As the well-worn market truism tells us, stocks take the stairs up and the elevator down. As trivial as these individual gains seem, a pile of them turns into some really nice profits and that’s exactly why this market keeps setting record high after record high.
There are plenty of reasons to dislike stocks at these prices, but most investors have heard all of these recycled criticisms and they still don’t care. When the market doesn’t care about the headlines, then neither should we.
Without a doubt, this bull market will die like all of the others that came before it. But it will hit 4,300 and probably even 4,400 before that happens.

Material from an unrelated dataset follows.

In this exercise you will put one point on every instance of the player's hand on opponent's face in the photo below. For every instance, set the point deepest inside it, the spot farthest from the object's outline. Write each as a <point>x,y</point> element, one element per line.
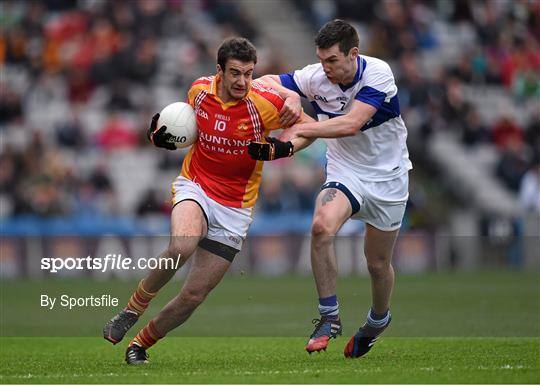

Stick with what has been working and that is holding for higher prices. Trading is rarely this easy. But when it is, the last thing we should fight it. Shut up and take the free money.
While the index added a modest 0.18%, the FAANG stocks popped 1% and 2%!!! This outperformance is absolutely noteworthy. For months these supposed best-of-the-best stocks have been lagging behind and their underperformance has been holding the entire market back.
While one day doesn’t make a new trend, we’ve been seeing pockets of strength bubbling to the surface. GOOG has been trading well for a while. FB is back at the highs. Even AAPL and NFLX have been getting their mojo back. And the laggard of the group, NFLX, has been carving out what looks like it could be a base if the stock holds above $500 support.
The indexes struggled this spring without the FAANG leadership. But if the tide is changing, these stocks could start pushing the entire market higher. If the indexes and the FAANG stocks start rowing together again, it will be a very good summer for everyone that didn’t sell in May.